International Display Works, Inc.
- Company type: Public
- Traded as: Nasdaq: IDWK
- Industry: Technology
- Founded: December 2, 1925; 100 years ago, in Rocklin, California
- Headquarters: Roseville, California
- Key people: Thomas A. Lacey (CEO & chairman)
- Products: LCD
- Revenue: $78.58 million USD (2005)
- Number of employees: 2,500
- Website: www.idwk.com

= International Display Works =

International Display Works, Inc. was a manufacturer and designer liquid crystal display LCD products internationally though its factories in the People's Republic of China. Its products were found in the telecommunications, automotive, medical, computing, home appliance, and consumer electronics industries.

==History==
- September 16, 2005, Oppenheimer research group initiates a buy.
- December 5, 2005, Whirlpool announces it will use IDWK's LCD screens in upcoming washing machines
- April 4, 2006, IDWK receives a 5 million dollar order from an undisclosed client
- September 5, 2006, Flextronics to acquire International DisplayWorks for $300 Million

==Products==
International Display Works manufactures many different types of nematics (liquid crystals) which are a main component in LCD televisions. These include twisted nematic, high performance twisted nematic, super-twisted nematic, color super-twisted nematic, and film compensated super-twisted nematic LCDs.

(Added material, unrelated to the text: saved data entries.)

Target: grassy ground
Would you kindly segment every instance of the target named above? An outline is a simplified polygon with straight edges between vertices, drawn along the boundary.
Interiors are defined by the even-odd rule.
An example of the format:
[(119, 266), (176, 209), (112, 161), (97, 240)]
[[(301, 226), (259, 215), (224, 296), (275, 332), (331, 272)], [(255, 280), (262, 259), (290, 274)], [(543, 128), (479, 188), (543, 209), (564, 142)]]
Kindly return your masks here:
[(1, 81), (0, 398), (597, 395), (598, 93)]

LCD screens are used in many products, including calculators, watches, cellular telephones, washing machines, office equipment, hand held computers, automotive equipment, and medical electronics.

==Management==
IDWK is managed day-to-day by an executive group composed of members from both China and the United States. As customary for a publicly traded company, IDWK is also overseen by a board of directors that votes on important company decisions. The executive chairman and chief executive officer both hold positions on the board of directors.